Seu navio principal tinha quase o quíntuplo do tamanho geral do navio de Luke, além de ser muito mais rápido e potente: tinha a força de 1000 cavalos. Eles foram colocados todos dentro do casco do navio e corriam quando mandados pra correr por uns chicotões, as pernas, colocadas tecnicamente para fora do casco, servindo de remos selvagens. Situação deplorável, somente para ilustrar vagamente a terrível índole de Stên, a Rainha do Terceiro Mar.

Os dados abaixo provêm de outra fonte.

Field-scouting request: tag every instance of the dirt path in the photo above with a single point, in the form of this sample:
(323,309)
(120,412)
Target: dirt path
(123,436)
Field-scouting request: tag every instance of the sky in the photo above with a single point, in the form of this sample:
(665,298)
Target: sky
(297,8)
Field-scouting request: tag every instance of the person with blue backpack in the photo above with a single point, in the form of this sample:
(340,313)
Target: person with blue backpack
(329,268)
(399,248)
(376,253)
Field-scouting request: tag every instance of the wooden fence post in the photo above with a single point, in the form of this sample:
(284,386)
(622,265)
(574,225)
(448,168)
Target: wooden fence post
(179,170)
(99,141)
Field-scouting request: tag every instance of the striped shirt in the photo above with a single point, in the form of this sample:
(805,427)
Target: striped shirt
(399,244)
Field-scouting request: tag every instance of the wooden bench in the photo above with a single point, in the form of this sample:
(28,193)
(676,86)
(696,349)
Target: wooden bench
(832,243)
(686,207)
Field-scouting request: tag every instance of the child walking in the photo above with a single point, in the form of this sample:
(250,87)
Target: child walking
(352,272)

Aquele transatlântico foi sendo acompanhado por toda sua frota, um número que transpassava muito facilmente as dezenas de centenas. A menor embarcação da frota já era duas vezes maior que a única de nosso herói! Ia iluminando o caminho um holofote surrupiado de um barzinho na Rua das Figueiras, quando Stên fez um passeio por lá para causar com os descolados festeiros de sexta-feira, dizendo a eles que nunca teriam a capacidade de chegar aonde ela chegara, com formação acadêmica máxima e tudo. O holofote fora colocado bem no bico do casco, no lugar da antiga imagem que abria caminho. Tinham que avançar no tempo, né.
George, como se pressentisse, acordou naquele meio de madrugada. Subiu no cavalo rampante na ponta do casco como gostava de fazer e curtia o lençol estrelado transformado em azul lindo pela fraca iluminação lunar. Só que aí percebeu que uma segunda lua surgia e só crescia. Ficou encarando bobo, a cabeça fundindo os miolos. Vinha do horizonte, feito foguete (pois já conhecia foguetes) ou Estrela da Morte (conhecia também muito bem cultura pop do século XX) caindo sobre nós. Percebeu então pequenas embarcações se aproximando, apavorou-se mas congelou onde estava e não conseguia sair dali pra avisar o pessoal. As embarcações também cresciam e apareciam mais e mais e mais, a segunda lua imensa o cegava. Um monóculo está até hoje no fundo do mar.
Nesse meio tempo, Luke finalmente encontrava a Coroa de Rude. Descobrira que estava naquele café onde Rojão procurava por rum. Passou por senhor Manoel que batia um papo muito do gostoso com senhora Adelaide, adentrou a portinha dos fundos atrás do balcão e encontrou uma caixona de madeira. Claro que era madrugada, então não havia ninguém lá além de estar muito escurão feito breu puro. Uma ninfa das águas muito charmosa e linda apareceu e dançava ali em volta, fazendo agrados e gracinhas pro capitão e abrindo a caixa e até algo mais para ele. Um brilho dourado saía com força devastadora de dentro e destruiu o telhado pra ir até o céu negro. A coroa saía levitando, levitou levitou levitou e pousou como passarinho na cabeça de Luke, então ele ganhava a glória eterna e ainda uma ninfa como amiga só pra ele. Estava tão feliz e em glória que pensou que podia agora morrer feliz... cuidado com o que desejas, lembrou sua nova amiguinha.
— LUKE!
A porta do quarto estava prestes a ser arrancada das dobradiças, mas o capitão sim foi arrancado sem dó nem piedade de seu sonho maravilhoso. Era George sem monóculo num bate que bate em porta de quarto de capitão que não está na história.
— O que aconteceu?!
— Estaremos sob ataque a qualquer momento agora!